# Boas > Anacondas >  what king of grounding do you use?

## bonheki

what do you use for your condas grounding in th cage ?  such as mulch, newspaper ,papertowls ,any other thing?
also how often do you let your conda soak??

----------


## cutler07

i use newspaper for my grounding. i think it better for them.

also i put my conda in the tub 3 times a week. and let him swim. 

i also have a big bowl for him in his cage to swim in and soak.

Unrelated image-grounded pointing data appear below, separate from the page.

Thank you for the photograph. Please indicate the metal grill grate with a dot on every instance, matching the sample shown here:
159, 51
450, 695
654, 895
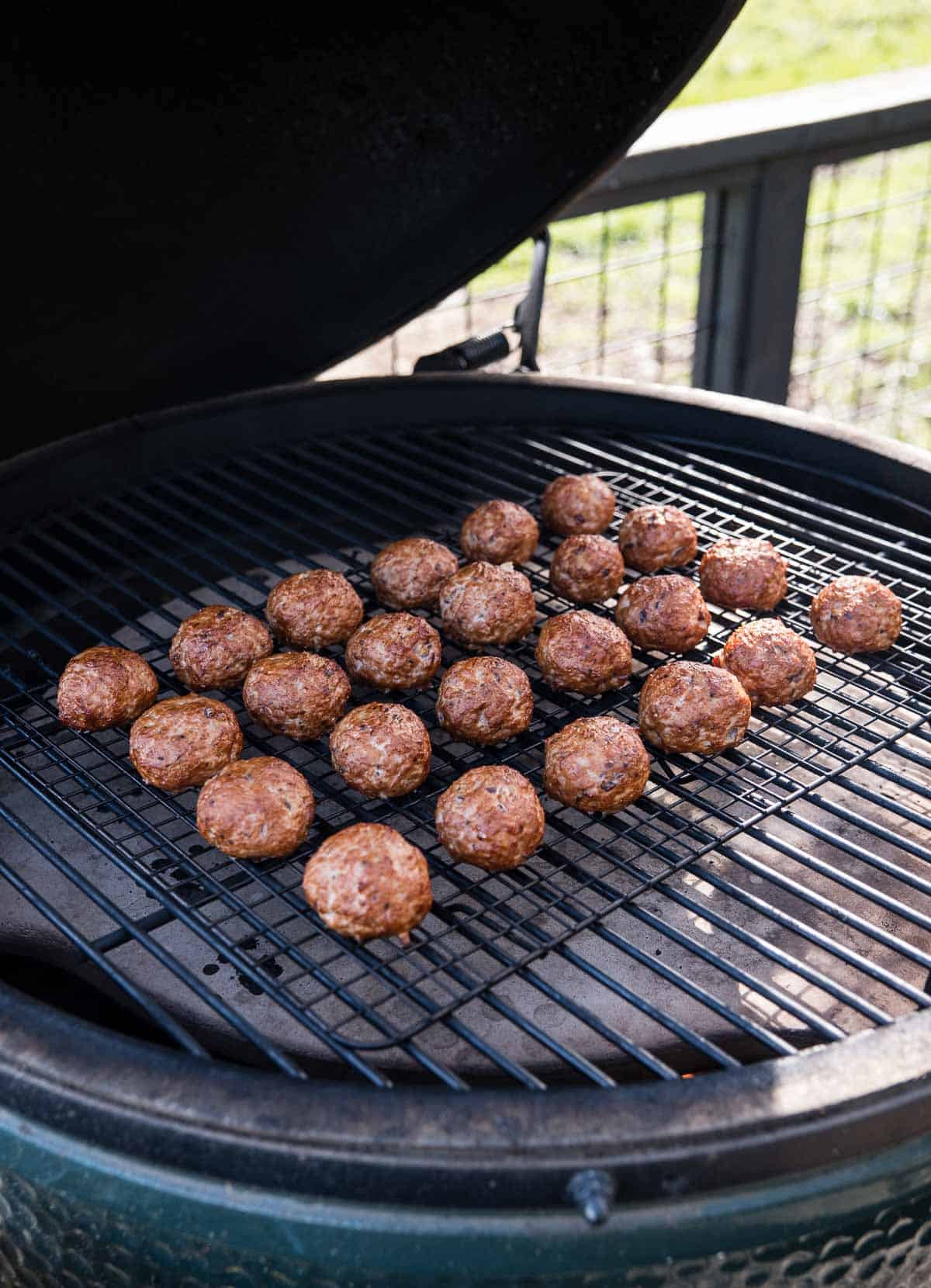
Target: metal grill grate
749, 905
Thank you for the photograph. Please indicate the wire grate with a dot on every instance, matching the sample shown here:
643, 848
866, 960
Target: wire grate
749, 905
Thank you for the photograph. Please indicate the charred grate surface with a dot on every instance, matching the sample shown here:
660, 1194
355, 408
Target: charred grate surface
749, 905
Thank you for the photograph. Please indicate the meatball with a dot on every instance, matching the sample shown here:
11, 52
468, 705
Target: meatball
299, 694
257, 809
597, 764
499, 532
408, 573
216, 647
367, 882
583, 653
313, 610
857, 615
382, 750
491, 817
486, 604
394, 651
657, 536
182, 742
105, 687
689, 706
577, 503
665, 613
587, 568
743, 572
772, 663
484, 700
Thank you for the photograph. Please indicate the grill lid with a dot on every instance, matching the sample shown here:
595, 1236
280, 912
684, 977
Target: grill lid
216, 210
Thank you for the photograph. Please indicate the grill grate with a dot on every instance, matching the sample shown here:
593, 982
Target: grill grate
749, 905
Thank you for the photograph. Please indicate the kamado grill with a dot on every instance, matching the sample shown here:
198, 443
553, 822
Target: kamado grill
687, 1042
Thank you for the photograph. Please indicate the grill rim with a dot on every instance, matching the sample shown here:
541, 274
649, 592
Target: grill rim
50, 1063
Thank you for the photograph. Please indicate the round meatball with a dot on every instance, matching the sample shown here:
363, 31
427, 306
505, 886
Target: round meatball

so he is basically in the water alot except when i hold him and when he is under his hide

----------


## bonheki

> i use newspaper for my grounding. i think it better for them.
> 
> also i put my conda in the tub 3 times a week. and let him swim. 
> 
> i also have a big bowl for him in his cage to swim in and soak.
> 
> so he is basically in the water alot except when i hold him and when he is under his hide


oh i got newspaper  too and give him like a dog bowl in his cage and put a hole on the bottom  so its a waterbowl/hide and i let him soal when ever he want to do you have a humidity box? i do

----------


## cutler07

yea.condas liek to stay in the water (wat there made to do) and stay for forever until it wants to move or eat.

----------


## bonheki

yea when does you're conda go into its hide?

----------


## cutler07

he usally goes in it when he doesnt want to be in water or he wants to get warmed up (have a heat pad under the hide)

----------


## bonheki

oh im useing a rubbermaid container im going to buy a lamp like in a cupple of weeks cuz right now the container isnt cold or hot its war around 80

----------


## cutler07

ok make sure there is humidity in the cage as well

if not they will have a terrible shed

----------


## bonheki

yea i have moss in their and a humidity box

----------


## cutler07

ok

any thinge else u want to ask?

----------